The Networked Learning Conference is held every two years and this was the first year that it had been held outside the UK. The conference venue at the Sani Beach resort just outside Halkidiki in Greece certainly represented ‘a world I don’t usually inhabit’ in more ways than one ! I’m going to use this post to focus on a couple of themes across the conference that stood out for me. I’m sure many others have blogged this conference for example Grainne Conole provides another view here.

Learning Design

Three speakers, Yannis Dimitriadis (keynote 2), Diane Laurillard (keynote 3) and Grainne Conole et. al. (paper) all focussed on Learning Design or designs for learning. There was broad agreement that learning designs that appropriately integrate technology should build on teachers pedagogical knowledge and therefore on the need to support teachers in developing and sharing designs. All three speakers were involved in projects to develop tools to support teachers in creating technology enhanced learning environments. However the approaches proposed by each of the speakers, and hence the tools they were developing, were somewhat different.

Conole et. al. were interested in

  • understanding design
  • guiding the design process
  • visualising the design process
  • sharing, re-use and re-purposing of designs

Through interviews with teachers and curriculum developers throughout the design process they were hoping to ‘capture the implicit’ and build a flexible tool based on the way teachers thought about their course designs. So far they see a great diversity of approaches and noted the need to support this in a flexible way. They are developing a variant of the dialogue mapping tool, Compendium for this purpose. This group were concerned with supporting and enabling creativity and innovation in learning design.

Yannis Dimitriadis proposes a more mechanistic approach whereby teachers could assemble a ‘scripted collaborative learning environment’ using an integrated tool set. The toolset is populated through the analysis of case studies of good practice. Design patterns and IMS were central features in this proposal. Finished designs could be delivered via a VLE with interaction analysis tools hooking into the access logs to delivering evaluation measures back to the teachers.

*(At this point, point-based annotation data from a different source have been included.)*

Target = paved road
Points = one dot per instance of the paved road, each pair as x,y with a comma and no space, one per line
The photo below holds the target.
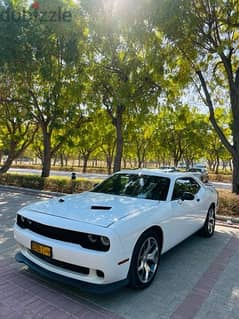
196,280
218,185
58,173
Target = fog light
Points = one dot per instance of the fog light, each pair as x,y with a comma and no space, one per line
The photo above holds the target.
105,241
92,238
100,273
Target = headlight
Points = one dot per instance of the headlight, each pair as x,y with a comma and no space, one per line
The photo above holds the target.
105,241
96,242
92,238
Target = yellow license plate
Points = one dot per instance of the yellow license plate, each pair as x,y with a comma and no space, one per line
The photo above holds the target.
41,249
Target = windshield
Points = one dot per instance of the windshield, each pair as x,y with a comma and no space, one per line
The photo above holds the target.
135,185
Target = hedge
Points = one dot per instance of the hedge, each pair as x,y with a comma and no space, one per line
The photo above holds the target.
55,184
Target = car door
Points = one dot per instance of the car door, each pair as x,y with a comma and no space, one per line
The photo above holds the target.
187,216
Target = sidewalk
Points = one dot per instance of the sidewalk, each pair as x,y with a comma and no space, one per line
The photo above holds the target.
198,279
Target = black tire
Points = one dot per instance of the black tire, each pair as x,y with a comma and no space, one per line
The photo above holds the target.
209,225
145,260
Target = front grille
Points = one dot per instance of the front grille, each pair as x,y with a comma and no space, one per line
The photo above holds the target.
61,234
62,264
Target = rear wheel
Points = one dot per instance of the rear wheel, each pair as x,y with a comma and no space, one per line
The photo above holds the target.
209,225
145,260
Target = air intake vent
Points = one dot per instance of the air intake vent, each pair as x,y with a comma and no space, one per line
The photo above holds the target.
101,207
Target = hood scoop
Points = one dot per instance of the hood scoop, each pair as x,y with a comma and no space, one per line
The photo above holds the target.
97,207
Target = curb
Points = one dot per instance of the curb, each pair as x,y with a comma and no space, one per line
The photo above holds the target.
225,219
228,219
32,191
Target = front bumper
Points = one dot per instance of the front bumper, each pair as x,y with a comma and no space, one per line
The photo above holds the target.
73,254
93,288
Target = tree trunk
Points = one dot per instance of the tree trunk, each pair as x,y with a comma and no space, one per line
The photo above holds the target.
46,168
61,160
235,175
119,138
217,164
109,164
85,162
7,164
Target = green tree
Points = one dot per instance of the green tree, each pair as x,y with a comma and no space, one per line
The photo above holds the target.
47,71
205,33
123,72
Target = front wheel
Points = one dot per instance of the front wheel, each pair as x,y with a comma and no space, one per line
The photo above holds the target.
145,260
209,225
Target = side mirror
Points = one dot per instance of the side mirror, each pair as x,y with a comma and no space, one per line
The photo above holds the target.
187,196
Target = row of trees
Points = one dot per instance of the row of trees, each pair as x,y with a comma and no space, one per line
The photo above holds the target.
110,78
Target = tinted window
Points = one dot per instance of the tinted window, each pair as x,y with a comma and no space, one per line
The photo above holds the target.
135,185
185,184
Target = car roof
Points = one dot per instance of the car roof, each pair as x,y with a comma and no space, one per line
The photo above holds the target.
157,172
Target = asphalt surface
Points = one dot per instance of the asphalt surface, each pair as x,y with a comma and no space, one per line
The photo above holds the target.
198,279
218,185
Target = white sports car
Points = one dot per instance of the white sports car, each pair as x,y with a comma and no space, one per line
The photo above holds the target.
114,234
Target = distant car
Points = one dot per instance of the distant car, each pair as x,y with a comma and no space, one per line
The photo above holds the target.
168,168
114,234
200,172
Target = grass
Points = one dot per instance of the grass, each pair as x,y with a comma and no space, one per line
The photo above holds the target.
228,203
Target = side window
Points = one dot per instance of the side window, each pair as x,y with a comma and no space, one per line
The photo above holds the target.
185,184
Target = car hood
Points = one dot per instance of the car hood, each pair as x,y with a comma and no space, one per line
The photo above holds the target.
93,208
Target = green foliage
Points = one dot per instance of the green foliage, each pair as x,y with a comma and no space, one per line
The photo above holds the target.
59,184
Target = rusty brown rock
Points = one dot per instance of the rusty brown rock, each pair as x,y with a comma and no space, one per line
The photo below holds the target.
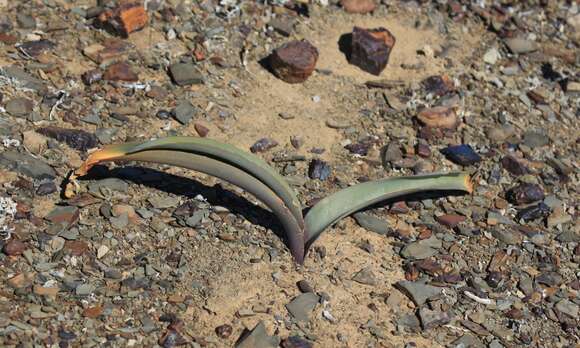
14,247
370,49
127,17
439,117
120,72
358,6
294,61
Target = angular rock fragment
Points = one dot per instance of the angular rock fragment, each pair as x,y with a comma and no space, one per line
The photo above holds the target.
184,74
358,6
127,17
294,61
370,49
75,138
439,117
120,72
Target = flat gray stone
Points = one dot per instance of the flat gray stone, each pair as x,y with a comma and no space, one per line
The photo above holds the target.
418,292
26,164
258,338
302,305
185,74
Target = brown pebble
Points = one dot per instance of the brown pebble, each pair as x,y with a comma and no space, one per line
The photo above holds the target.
370,49
120,72
358,6
450,220
14,247
126,18
294,61
438,117
201,129
224,331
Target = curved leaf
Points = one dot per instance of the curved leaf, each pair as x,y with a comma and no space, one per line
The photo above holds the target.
347,201
294,231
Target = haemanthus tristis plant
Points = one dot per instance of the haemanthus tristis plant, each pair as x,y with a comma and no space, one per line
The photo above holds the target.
255,176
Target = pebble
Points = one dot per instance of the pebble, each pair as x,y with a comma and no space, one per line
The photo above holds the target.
370,49
365,276
19,107
184,74
525,194
520,46
184,112
258,337
418,292
263,145
318,169
302,305
75,138
358,6
26,164
439,117
294,61
463,154
120,71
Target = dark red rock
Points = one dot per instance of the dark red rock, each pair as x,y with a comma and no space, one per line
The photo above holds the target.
450,220
438,85
224,331
525,194
75,138
263,144
120,72
370,49
14,247
294,61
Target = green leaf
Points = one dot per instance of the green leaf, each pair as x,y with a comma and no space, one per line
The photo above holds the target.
347,201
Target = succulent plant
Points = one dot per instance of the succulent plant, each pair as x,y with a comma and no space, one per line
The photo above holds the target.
252,174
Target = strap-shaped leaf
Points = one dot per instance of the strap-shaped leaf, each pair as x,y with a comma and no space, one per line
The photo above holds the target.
230,154
232,174
347,201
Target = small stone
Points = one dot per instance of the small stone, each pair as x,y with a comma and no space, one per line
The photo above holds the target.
294,61
418,292
438,85
370,49
127,17
365,276
263,144
520,46
184,74
75,138
514,166
120,71
296,342
358,6
257,337
491,56
525,194
463,154
27,165
184,112
432,318
14,247
19,107
318,169
439,117
224,331
201,130
568,307
450,220
302,305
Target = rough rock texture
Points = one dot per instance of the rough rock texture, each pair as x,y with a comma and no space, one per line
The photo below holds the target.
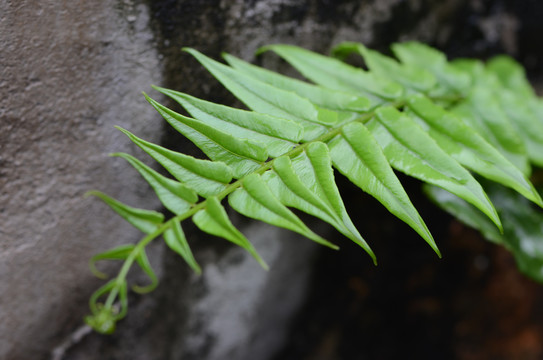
71,70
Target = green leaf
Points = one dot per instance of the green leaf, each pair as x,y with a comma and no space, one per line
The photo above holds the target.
463,211
483,113
523,233
523,225
327,98
214,220
205,177
307,183
242,155
337,75
275,134
425,57
357,155
467,147
175,196
411,77
118,253
144,264
175,239
270,100
146,221
255,200
411,150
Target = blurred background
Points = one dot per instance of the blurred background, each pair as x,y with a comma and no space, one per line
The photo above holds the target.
71,70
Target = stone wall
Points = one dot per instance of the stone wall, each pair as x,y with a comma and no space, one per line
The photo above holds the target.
71,70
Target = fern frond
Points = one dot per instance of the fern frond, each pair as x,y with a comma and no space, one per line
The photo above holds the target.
428,118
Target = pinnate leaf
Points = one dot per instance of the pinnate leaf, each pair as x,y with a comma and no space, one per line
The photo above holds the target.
214,220
327,98
146,221
465,145
334,74
242,155
176,240
277,135
256,200
175,196
411,150
205,177
357,155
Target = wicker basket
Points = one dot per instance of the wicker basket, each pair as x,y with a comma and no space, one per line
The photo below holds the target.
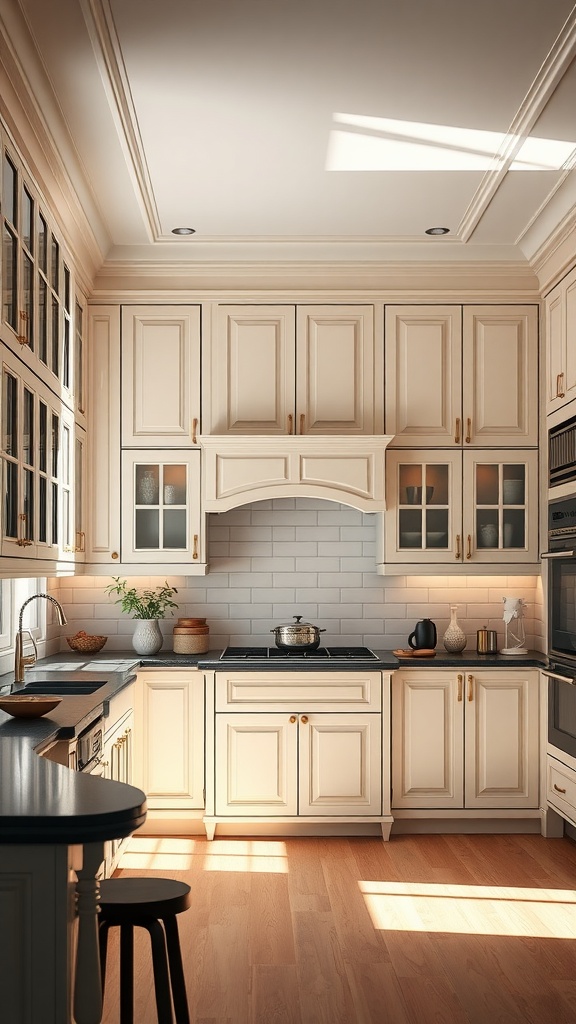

On the other hand Laurillard’s view was more administrative. She reported on her JISC D4L Project – the pedagogic planner. This tools aims to help teachers/lecturers.

  • identify learner needs
  • design learning activities
  • assess learning outcome

Key features are a kind of audit of current practice and optimising the time that is available to tutors and students for most effective teaching and learning. The idea is that the teacher is presented with a number of structures forms and depending on what is filled in various suggestions are put forward.

I think the central problem of supporting teachers in creating effective technology enhanced learning environments is complex and that these three approaches illuminate different areas of the same landscape. However I would suggest that we are a long way off from a time when learning technologists are no longer needed to mediate the sorts of conversations that these systems attempt to encapsulate.

The Tyranny of Participation!

Although I didn’t go to this session the abstract and the paper caught my eye. Ferreday and Hodgson in their paper ‘The Tyranny of Participation and Collaboration in Networked Learning‘ made me aware that some of the norms of communities could attain a status such that they are rarely or never questioned. I wonder if this has been the case with the ‘rhetoric’ surrounding participation and collaboration. In this paper the authors tell us about the ‘dark side’ of participation where it can be an ‘instrument of domination’ which learners may feel as ‘oppressive and controlling’.